FastPose-ViT: Pretrained Weights
Pretrained weights for FastPose-ViT, a Vision Transformer pipeline for real-time 6D spacecraft pose estimation.
Available Weights
All models are trained on the SPEED dataset.
| File | Model | Task | Input Resolution |
|---|---|---|---|
vit_b_16_384.pth |
ViT-B/16-384 | Pose estimation (6D) | 384x384 |
vit_b_16.pth |
ViT-B/16 | Pose estimation (6D) | 224x224 |
small.pth |
LW-DETR Small | Object detection (bbox) | 512x512 |
Usage
- Clone the repository:
git clone https://github.com/PierreAncey/FastPose-ViT.git
cd FastPose-ViT
Download weights and place them in a
weights/directory.Run evaluation on the SPEED dataset:
DATASET=SPEED_FIXED && \
python3 src/evaluate.py \
--model_weights weights/vit_b_16_384.pth \
--rotation_format matrix \
--num_hidden_layers 0 \
--hidden_layer_dim 0 \
--nb_class_tokens 1 \
--batch_size 8 \
--vit_model vit_b_16_384 \
--dataset SPEED \
--dataset_root_dir $DATASET \
--num_workers 8 \
--merge_outputs \
--no_mlp
- Run the object detector:
DATASET=SPEED_FIXED && \
python3 object_detector/evaluate.py \
--dataset_root_dir $DATASET \
--model_variant small \
--model_weights weights/small.pth
Model Details
- Pose estimator: ViT backbone with direct 6D pose regression (rotation matrix + translation vector). Uses 6D continuous rotation representation with Gram-Schmidt orthogonalization.

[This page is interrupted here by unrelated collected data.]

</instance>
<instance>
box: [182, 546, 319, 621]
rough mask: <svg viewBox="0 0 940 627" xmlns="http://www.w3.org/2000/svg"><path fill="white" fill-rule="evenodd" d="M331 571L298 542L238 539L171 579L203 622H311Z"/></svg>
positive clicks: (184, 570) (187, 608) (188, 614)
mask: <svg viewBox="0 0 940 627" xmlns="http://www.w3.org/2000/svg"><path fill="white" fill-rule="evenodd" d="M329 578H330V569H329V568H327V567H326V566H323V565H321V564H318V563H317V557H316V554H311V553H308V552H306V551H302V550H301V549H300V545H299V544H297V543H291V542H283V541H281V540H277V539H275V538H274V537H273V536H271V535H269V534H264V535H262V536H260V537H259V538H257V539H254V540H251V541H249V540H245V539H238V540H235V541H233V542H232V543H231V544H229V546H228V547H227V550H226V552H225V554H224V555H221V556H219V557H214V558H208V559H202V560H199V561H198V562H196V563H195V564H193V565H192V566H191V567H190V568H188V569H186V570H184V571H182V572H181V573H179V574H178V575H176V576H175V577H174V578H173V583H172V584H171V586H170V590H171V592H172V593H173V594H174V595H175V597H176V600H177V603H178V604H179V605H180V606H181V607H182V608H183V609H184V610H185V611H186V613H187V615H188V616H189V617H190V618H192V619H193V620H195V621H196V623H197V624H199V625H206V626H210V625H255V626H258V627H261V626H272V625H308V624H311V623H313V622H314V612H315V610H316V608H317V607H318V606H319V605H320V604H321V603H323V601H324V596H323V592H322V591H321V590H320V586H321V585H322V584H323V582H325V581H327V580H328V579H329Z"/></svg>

- Object detector: LW-DETR (Lightweight DETR) fine-tuned from COCO-pretrained weights for single-class spacecraft detection. Provides bounding boxes as preprocessing for the pose estimator.
Citation
@InProceedings{Ancey_2026_WACV,
author = {Ancey, Pierre and Price, Andrew and Javed, Saqib and Salzmann, Mathieu},
title = {FastPose-ViT: A Vision Transformer for Real-Time Spacecraft Pose Estimation},
booktitle = {Proceedings of the IEEE/CVF Winter Conference on Applications of Computer Vision (WACV)},
month = {March},
year = {2026},
pages = {7873-7882}
}
License
MIT License. See the repository for details.